3 Wheeler Pedals
Due to physical size constraints with the height of the bonnet, standard pedals from a donor car could not be used. Most pedals are quite a bit higher than the pivot point which would have stuck out of the bonnet in this vehicle. Also the correct leverage for the motorbike engine was required. This meant it was easier to start from scratch and design the pedal system ourselves.
Measurements were taken from the chassis with the seat in place to get an idea of the pedal position. The mock up shown below was then used to try and calculate the correct height for the pedals and the pivot. A wooden pedal was then made up and tried in the chassis with the seat in place to get the correct pedal position. A mounting bar was welded at the correct height and position for the pedals.
The correct ratio for the pedals also needed to be calculated. The maximum movement of the clutch was measured from the engine end. The same was done for the accelerator and brake. Then the amount of pedal travel on a standard car was measured. Therefore by calculating a ratio between the two the pedals should feel the same as a standard car. As it happened all ratios required were 2:1 which made the building of the pedals easier. Pivots for the pedals consisted of a metal bush and Allen key bolt. This pivot was attached to the mounting bar by using 1.5mm angle iron. The 3 pivots were tacked in place. The actual pedals were made out 4mm thick, 40mm wide steel strip. It was welded together in a Z shape. One end accommodates the pedal, the other the cable end. The pedals were put in place and tested for height and spacing. Legally pedals have to be at least 50mm apart between the pads. These pedals were positioned 70mm apart including room for pads. It was soon clear that the Angle iron brackets for the pedals were not strong enough because they flexed when pressure was applied to a pedal. These brackets were replaced with 4mm angle iron instead. This was much better and reduced lateral movement of the pedals.

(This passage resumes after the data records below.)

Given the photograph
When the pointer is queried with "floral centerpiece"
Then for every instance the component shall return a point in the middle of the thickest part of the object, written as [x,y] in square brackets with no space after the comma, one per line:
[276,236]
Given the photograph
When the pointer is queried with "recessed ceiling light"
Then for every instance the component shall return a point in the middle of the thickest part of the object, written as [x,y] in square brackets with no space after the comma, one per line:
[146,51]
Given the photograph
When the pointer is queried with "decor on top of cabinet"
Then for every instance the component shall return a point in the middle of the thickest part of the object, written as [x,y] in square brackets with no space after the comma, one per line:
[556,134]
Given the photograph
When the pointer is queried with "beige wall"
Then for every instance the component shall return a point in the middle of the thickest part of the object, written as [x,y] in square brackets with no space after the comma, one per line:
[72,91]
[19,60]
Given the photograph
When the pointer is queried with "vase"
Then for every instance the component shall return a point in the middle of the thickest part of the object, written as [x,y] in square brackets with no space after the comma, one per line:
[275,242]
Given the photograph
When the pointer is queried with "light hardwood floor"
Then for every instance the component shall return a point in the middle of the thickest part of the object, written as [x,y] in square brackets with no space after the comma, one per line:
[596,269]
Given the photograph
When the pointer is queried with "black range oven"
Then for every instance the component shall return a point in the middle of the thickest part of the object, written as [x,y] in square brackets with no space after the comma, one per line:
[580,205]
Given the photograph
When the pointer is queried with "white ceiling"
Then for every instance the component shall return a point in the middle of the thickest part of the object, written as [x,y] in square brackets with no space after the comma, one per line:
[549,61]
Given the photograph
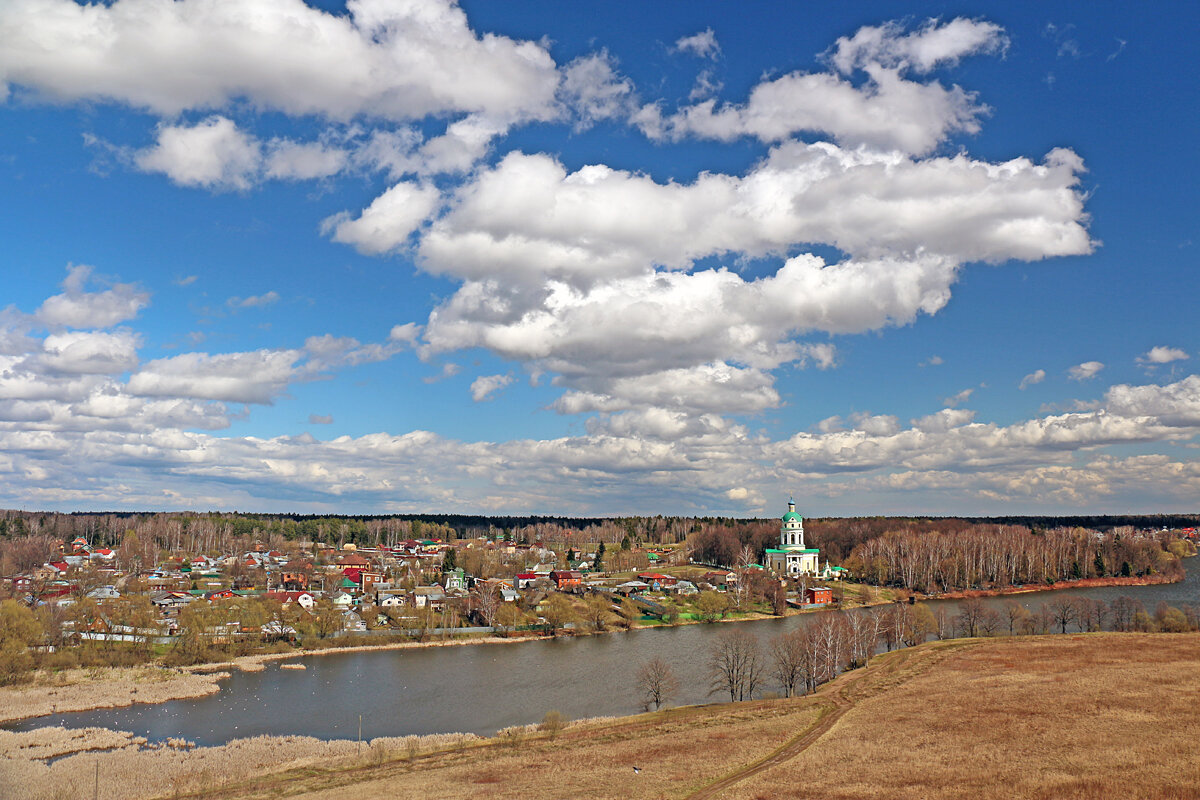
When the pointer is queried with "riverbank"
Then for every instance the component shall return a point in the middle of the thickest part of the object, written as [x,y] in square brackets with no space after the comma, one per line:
[943,720]
[1083,583]
[103,687]
[83,690]
[108,687]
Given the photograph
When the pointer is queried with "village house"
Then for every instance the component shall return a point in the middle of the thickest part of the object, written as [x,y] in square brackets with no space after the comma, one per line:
[819,595]
[567,579]
[454,579]
[432,596]
[295,575]
[303,599]
[720,581]
[658,582]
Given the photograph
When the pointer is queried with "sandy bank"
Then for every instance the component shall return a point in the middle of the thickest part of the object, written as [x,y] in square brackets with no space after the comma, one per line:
[83,690]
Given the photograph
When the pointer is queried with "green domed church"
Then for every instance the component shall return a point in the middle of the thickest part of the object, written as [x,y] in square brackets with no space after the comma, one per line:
[791,558]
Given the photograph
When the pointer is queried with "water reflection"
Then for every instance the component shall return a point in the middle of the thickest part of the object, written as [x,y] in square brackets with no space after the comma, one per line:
[475,689]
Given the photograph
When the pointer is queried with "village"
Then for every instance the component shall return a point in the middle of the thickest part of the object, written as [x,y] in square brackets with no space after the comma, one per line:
[311,591]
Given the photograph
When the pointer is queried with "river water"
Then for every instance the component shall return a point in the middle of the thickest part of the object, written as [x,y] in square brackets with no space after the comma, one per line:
[478,689]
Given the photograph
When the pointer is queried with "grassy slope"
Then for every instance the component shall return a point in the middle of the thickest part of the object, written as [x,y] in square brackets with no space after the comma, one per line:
[1079,716]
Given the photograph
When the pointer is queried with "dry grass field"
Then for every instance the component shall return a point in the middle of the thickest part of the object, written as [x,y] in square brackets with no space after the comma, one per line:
[1111,715]
[1103,715]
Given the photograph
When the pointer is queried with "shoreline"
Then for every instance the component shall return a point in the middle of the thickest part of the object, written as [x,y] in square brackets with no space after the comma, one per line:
[1031,588]
[87,690]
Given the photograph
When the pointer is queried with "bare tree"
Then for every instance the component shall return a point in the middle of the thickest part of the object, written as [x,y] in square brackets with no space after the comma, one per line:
[489,605]
[735,665]
[970,615]
[1123,611]
[742,589]
[829,647]
[921,624]
[863,635]
[598,612]
[1063,612]
[791,660]
[990,621]
[657,683]
[1013,614]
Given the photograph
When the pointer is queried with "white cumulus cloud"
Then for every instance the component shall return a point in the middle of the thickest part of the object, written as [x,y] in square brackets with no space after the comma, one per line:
[1085,371]
[485,386]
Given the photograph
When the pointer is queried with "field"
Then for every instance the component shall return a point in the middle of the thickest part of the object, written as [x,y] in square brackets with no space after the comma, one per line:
[1104,715]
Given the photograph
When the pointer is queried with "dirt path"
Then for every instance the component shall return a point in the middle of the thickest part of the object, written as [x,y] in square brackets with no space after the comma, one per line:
[857,686]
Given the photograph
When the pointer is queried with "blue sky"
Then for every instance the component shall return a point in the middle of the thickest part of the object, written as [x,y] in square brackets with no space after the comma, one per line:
[598,258]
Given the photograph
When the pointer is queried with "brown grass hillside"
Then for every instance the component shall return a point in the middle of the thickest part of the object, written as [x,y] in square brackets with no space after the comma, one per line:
[1087,716]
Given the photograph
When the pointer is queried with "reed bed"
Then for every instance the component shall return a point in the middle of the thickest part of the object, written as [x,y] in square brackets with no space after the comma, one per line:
[83,690]
[165,770]
[55,743]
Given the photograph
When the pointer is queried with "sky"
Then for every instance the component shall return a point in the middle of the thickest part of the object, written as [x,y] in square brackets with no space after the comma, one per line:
[599,258]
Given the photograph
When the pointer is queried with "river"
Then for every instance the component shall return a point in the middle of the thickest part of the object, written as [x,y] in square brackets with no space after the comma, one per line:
[478,689]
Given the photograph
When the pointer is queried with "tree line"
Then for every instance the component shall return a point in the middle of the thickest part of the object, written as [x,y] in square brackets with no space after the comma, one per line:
[739,667]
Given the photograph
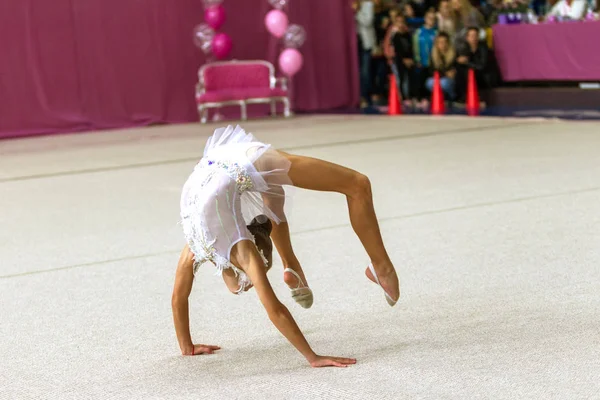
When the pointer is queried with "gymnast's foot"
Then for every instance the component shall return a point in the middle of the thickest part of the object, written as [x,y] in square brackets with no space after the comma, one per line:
[385,276]
[296,281]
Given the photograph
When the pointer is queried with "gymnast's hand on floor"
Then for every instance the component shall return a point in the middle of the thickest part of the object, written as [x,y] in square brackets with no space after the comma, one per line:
[202,349]
[327,361]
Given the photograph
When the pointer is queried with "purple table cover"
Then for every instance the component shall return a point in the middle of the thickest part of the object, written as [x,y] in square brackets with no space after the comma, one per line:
[568,51]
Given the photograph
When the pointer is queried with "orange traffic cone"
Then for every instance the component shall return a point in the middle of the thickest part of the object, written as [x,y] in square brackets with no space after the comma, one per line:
[438,106]
[394,98]
[472,95]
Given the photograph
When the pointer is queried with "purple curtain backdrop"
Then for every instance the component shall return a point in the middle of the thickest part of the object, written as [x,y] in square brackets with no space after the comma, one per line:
[69,65]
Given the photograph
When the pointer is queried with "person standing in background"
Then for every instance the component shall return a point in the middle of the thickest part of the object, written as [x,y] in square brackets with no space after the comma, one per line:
[405,62]
[380,68]
[422,45]
[569,9]
[445,21]
[443,59]
[474,56]
[465,17]
[365,18]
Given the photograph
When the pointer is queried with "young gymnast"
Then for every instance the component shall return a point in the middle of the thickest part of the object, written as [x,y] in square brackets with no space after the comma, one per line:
[240,179]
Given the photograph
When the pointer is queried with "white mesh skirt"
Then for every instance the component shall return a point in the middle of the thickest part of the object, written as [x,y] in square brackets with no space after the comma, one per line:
[238,179]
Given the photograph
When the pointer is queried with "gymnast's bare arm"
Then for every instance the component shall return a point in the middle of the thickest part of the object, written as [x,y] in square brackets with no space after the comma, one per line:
[184,279]
[246,256]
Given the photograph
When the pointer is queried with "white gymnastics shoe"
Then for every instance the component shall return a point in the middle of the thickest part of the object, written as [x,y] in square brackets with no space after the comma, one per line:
[301,294]
[388,298]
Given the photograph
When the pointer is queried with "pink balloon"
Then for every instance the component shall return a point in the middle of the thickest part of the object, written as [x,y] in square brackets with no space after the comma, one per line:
[215,16]
[290,61]
[221,45]
[276,22]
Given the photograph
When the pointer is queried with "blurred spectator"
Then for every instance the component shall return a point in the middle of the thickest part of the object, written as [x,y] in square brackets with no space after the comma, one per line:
[475,57]
[443,58]
[405,62]
[365,17]
[569,9]
[422,45]
[412,21]
[445,19]
[388,47]
[382,23]
[466,16]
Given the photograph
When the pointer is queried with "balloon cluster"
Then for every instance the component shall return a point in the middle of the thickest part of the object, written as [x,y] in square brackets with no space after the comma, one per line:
[205,35]
[293,36]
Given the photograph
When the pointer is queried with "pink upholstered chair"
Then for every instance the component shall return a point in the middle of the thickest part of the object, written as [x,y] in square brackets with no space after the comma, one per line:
[240,83]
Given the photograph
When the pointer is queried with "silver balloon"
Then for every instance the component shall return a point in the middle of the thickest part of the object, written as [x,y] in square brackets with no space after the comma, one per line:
[212,3]
[294,37]
[203,36]
[278,4]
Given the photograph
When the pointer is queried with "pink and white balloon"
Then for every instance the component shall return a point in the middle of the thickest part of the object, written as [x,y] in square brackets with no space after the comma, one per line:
[290,61]
[222,45]
[276,22]
[211,3]
[294,37]
[215,16]
[203,37]
[278,4]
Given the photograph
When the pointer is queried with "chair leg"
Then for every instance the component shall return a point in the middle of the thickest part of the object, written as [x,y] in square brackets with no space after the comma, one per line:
[286,107]
[243,110]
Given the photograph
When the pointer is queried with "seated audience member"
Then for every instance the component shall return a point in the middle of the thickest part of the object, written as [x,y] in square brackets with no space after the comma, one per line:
[465,16]
[474,56]
[569,9]
[410,18]
[445,19]
[422,45]
[443,59]
[405,62]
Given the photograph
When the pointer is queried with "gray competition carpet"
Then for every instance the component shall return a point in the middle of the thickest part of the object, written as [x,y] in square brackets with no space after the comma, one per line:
[494,226]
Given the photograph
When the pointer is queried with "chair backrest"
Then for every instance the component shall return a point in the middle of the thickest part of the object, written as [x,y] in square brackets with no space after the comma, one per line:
[236,74]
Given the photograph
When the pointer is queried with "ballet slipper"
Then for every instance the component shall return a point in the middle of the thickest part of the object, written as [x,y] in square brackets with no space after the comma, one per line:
[302,294]
[388,298]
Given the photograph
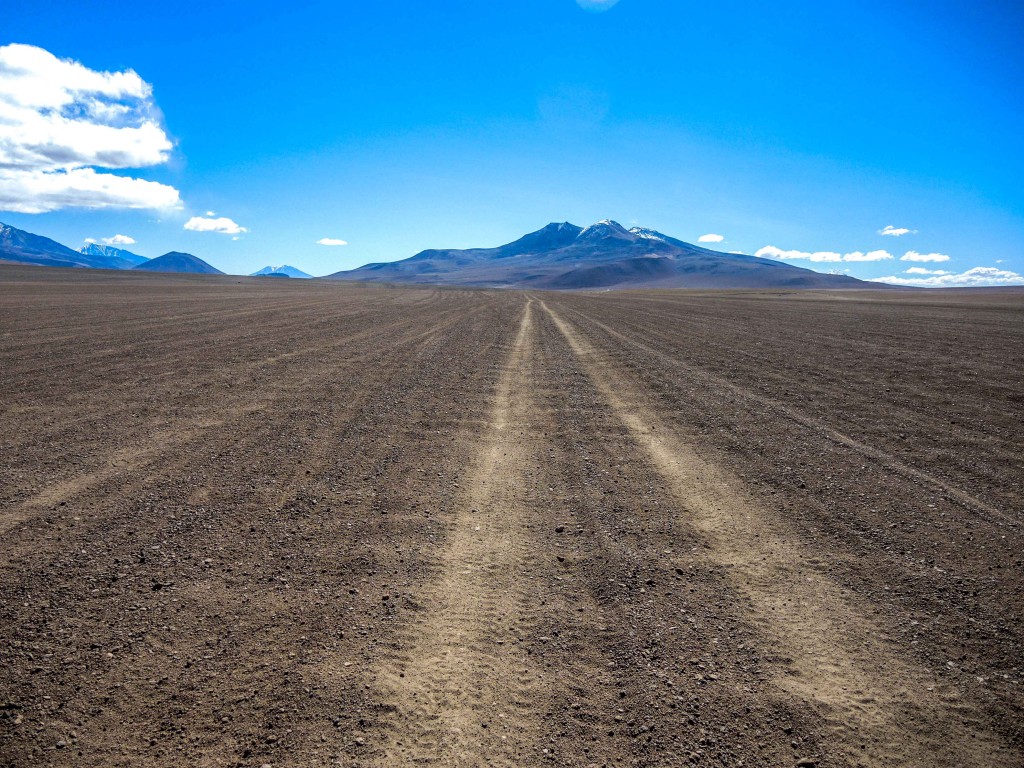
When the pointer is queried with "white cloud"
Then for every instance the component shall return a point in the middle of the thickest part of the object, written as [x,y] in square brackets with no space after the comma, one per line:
[896,231]
[596,5]
[770,252]
[976,278]
[223,225]
[914,256]
[59,120]
[869,256]
[39,192]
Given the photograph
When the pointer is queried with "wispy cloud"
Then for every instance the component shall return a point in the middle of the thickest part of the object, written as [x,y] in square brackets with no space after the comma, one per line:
[222,224]
[770,252]
[896,231]
[914,256]
[59,121]
[869,256]
[976,278]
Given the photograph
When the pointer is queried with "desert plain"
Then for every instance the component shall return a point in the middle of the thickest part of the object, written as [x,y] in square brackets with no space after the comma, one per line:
[251,521]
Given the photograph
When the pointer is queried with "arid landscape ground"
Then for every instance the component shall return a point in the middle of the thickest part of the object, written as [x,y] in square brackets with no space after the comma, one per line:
[252,522]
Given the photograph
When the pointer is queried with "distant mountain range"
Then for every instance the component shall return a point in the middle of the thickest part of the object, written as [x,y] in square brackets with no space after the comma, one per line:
[26,248]
[280,271]
[604,255]
[178,262]
[561,256]
[115,255]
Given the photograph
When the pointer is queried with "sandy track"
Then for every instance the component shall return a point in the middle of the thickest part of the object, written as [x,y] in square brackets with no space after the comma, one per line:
[250,522]
[463,687]
[878,707]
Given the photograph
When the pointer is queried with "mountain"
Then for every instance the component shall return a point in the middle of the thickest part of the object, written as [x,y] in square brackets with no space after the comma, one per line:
[284,269]
[26,248]
[602,255]
[114,255]
[178,262]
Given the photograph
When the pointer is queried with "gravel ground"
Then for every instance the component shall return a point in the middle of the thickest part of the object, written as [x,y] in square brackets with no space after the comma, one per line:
[289,522]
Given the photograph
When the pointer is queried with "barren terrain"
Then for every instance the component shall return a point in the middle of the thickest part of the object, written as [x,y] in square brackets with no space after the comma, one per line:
[248,521]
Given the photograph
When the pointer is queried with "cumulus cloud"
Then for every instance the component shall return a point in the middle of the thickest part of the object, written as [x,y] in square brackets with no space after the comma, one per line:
[869,256]
[914,256]
[60,120]
[976,278]
[596,5]
[39,192]
[896,231]
[770,252]
[222,224]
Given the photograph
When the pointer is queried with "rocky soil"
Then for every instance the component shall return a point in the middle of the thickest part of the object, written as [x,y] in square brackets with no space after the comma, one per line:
[247,522]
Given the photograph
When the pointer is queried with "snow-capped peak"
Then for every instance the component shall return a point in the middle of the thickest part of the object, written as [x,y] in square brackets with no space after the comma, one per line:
[603,227]
[646,233]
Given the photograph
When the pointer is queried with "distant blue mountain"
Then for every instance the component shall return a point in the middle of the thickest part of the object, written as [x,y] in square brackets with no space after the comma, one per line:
[285,269]
[26,248]
[114,255]
[602,255]
[178,262]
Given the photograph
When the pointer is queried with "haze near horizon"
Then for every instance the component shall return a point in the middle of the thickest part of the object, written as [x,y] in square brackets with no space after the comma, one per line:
[868,139]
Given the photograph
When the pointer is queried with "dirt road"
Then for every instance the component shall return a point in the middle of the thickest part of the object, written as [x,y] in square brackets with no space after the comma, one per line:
[250,522]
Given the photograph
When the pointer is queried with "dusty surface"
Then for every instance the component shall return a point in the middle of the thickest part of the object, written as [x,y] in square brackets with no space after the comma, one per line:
[247,522]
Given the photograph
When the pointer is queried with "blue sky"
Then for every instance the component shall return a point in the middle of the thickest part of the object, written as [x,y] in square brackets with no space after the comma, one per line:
[795,129]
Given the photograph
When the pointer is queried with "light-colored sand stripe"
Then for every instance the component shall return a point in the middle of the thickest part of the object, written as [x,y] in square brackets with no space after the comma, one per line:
[881,708]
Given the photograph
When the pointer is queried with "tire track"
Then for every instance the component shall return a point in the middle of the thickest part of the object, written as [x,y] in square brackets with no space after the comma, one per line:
[868,452]
[461,687]
[833,655]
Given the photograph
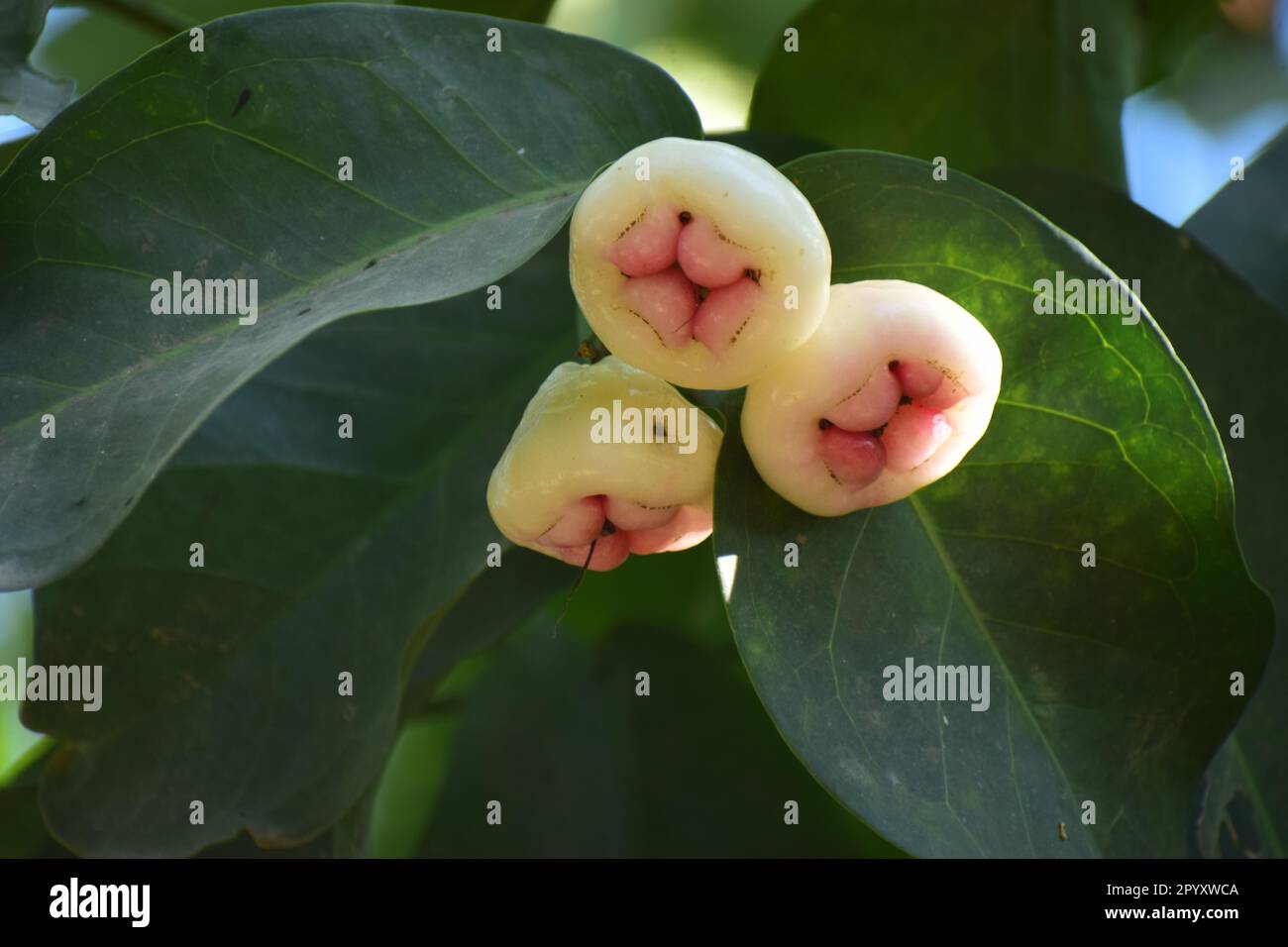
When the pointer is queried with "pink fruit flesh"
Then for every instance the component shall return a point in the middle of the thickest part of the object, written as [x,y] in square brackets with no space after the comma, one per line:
[917,379]
[688,528]
[580,523]
[854,459]
[631,515]
[609,553]
[666,300]
[706,258]
[945,395]
[648,247]
[871,406]
[912,436]
[722,315]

One of the main problems with the pedals was actually finding a suitable way of clamping the cable to the pedal without it slipping. Nipples that clamped the cable were made and tried but slipped and frayed the cable under heavy load. This was deemed not suitable. To solve this problem the cable ends were silver soldered to the cable and longer cable adjusters added to take up any slack. Extra slots had to be added to the mounting brackets to make the cables removable.